Now a quick backstory.. Im 30~ have been raised in family where we always had dogs besides us (not for how to say trainings/shows etc but as family members) and so far we have lost 6 beautiful souls and from the years I remember me as small kid we always had 2-3 dogs at a time (private house territory where they can play and enjoy life). Im thankful to say this but all our dogs have passed away from old age as it sounds bad etc. but they lived to fullest with best care. 

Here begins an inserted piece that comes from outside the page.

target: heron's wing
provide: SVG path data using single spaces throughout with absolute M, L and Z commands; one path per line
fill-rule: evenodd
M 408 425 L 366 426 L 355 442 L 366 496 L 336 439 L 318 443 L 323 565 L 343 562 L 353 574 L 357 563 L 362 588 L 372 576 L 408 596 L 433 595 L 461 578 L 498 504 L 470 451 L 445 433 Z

Now my GSD is 2,5 years old good boy, we recently lost one old chow chow girl as age was taking over but we had different breeds for dogs from years back. I was wondering if it was a good idea to get another one for a family. We do exercise we have walks, swimming in lake and of corse daily ball catching (he is nuts about it) Im just a little worried my GSD will not be friendly with new puppy (very protective of territory and family). Have any of forum members "adopted" new puppy when older GSD male is place? 

Thanks


----------



## gsdsteve (Apr 24, 2010)

SSL said:


> Hello, I have a question for members of this forum regarding second GSD.
> 
> Now a quick backstory.. Im 30~ have been raised in family where we always had dogs besides us (not for how to say trainings/shows etc but as family members) and so far we have lost 6 beautiful souls and from the years I remember me as small kid we always had 2-3 dogs at a time (private house territory where they can play and enjoy life). Im thankful to say this but all our dogs have passed away from old age as it sounds bad etc. but they lived to fullest with best care.
> 
> ...


You should have no problem but I would recommend getting a female and introduce them slowly.


----------



## drparker151 (Apr 10, 2020)

Get 8 or 9 week old Opposite sex puppy and introduce on neutral territory, supervise interactions while pup is small. Make sure old dog gets more love and attention than before pup at first.


----------



## WNGD (Jan 15, 2005)

Good advice above. I got my now 18 month old boy when my older dog was 5; perfect buddies right now


----------



## SSL (Jul 11, 2021)

Thanks for advice! I will keep this post updated in 1-2months hopefully, and I have few stories as well that I would like to share on other forum sections.


----------